I’m not really sure, again, what I’m doing right this year but I’ve been rewarded with starter plants that are of “nursery quality” once again. Could it be the new-fangled fertlizer mix I’m using? The mix I call the “secret sauce?”
It’s not really a secret. In fact—it’s pictured to your immediate left. No it’s not the kegerator. The kegerator is what produces the “secret sauce” for me (and the wife that is Venus). Nope—the REAL “secret sauce” is what’s ON the kegerator. That is a bottle of Omega 666—the good stuff—purchased from Peaceful Valley Farm & Garden Supply in the Nevada County hamlet of Nevada City.
I aquired this stuff completely by accident. I had intended to stop off at Eisley Nursery in Auburn, when Fred Hoffman inquired if I could buy him a bottle of Omega 666 at Peaceful Valley. And then he warned me it “wasn’t cheap.”
I had never heard of the stuff, but since I was going to be in the neighborhood anyway, I’d go ahead and buy it. The wife was in the market for blue and red potatoes anyway, and since Peaceful Valley stocked both varieties she was looking for, I figured I’d kill two birds with one potato…..ah…..stone.
Fred was right. The stuff isn’t cheap. A one gallon bottle will set you back a cool $40—not including tax. But—at the same time—this “all organic” product intrigued me. I’d done some research before visiting Peaceful Valley, and growers just RAVED about this stuff.
I’m not one of those “all organic” growers by the way. In my book it’s “whatever works.” Products with the name “Ortho” stenciled on them do not scare me, nor do I think they “poison the environment.” I’m always willing to try something new, so I decided to give Omega 666 a tryout in the garden.

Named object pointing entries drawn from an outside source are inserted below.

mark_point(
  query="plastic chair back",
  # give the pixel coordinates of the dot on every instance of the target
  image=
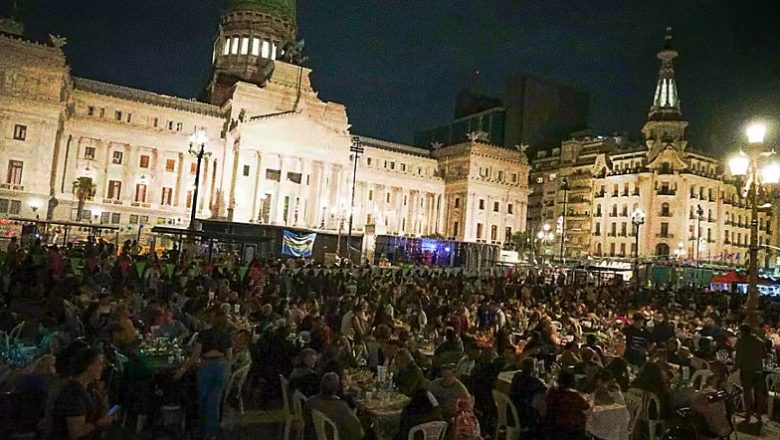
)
(322, 424)
(430, 430)
(505, 407)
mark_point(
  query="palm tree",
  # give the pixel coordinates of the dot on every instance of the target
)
(83, 188)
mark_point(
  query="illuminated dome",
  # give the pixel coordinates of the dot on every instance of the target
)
(284, 9)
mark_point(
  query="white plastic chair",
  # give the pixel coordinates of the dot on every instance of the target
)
(635, 404)
(298, 401)
(699, 379)
(430, 430)
(321, 425)
(290, 418)
(236, 382)
(503, 403)
(773, 388)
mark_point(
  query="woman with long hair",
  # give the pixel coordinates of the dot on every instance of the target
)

This was one of those good calls. Combined with another powdered ingredient called “Maxicrop,” all sorts of vegetables starting popping out of raised planter beds. That included potatoes, several varieties of radish seed, peas, baby bok choi, lettuce, spinach, you name it.
At that point, I decided to use a weak solution of Omega 666 on the tomato and pepper seedlings growing in a spare bedroom. I had used fish emulsion fertlizer with limited success some years earlier, so why not Omega 666?
Given a choice—what would I use? Fish Emulsion Fertilizer or Omega 666? That’s a tough call. The economical (see = CHEAP) side of me loves the $3 price for a bottle of Fish Emulsion Fertilizer. Then again, Omega 666 doesn’t leave the spare bedroom smelling like DEAD FISH either. So, I think I’ll choose the non-smelly, expensive stuff.
If this success keeps up, I will again produce tomato plant starters that are of “nursery quality.” The plants that you see here were started from seed the weekend following the Super Bowl. I started twice-weekly feedings of Omega 666 in mid-March, soon after the seedlings were transplanted from peat moss pellets into regular starter cups.
I now have starter plants so lush and large that they’re hitting the tops of my grow lights. Better yet—they have the kind of strong and healthy stems that indoor growers pray for, but rarely see.
I don’t often endorse products on this blog. And I certainly don’t accept any payments. I’d be dragged before a Senate Rules Firing Squad for doing such a thing. But I will reccommend products that I think are useful. And—for me—this “not-so-secret-sauce” packs a punch that my garden really does like.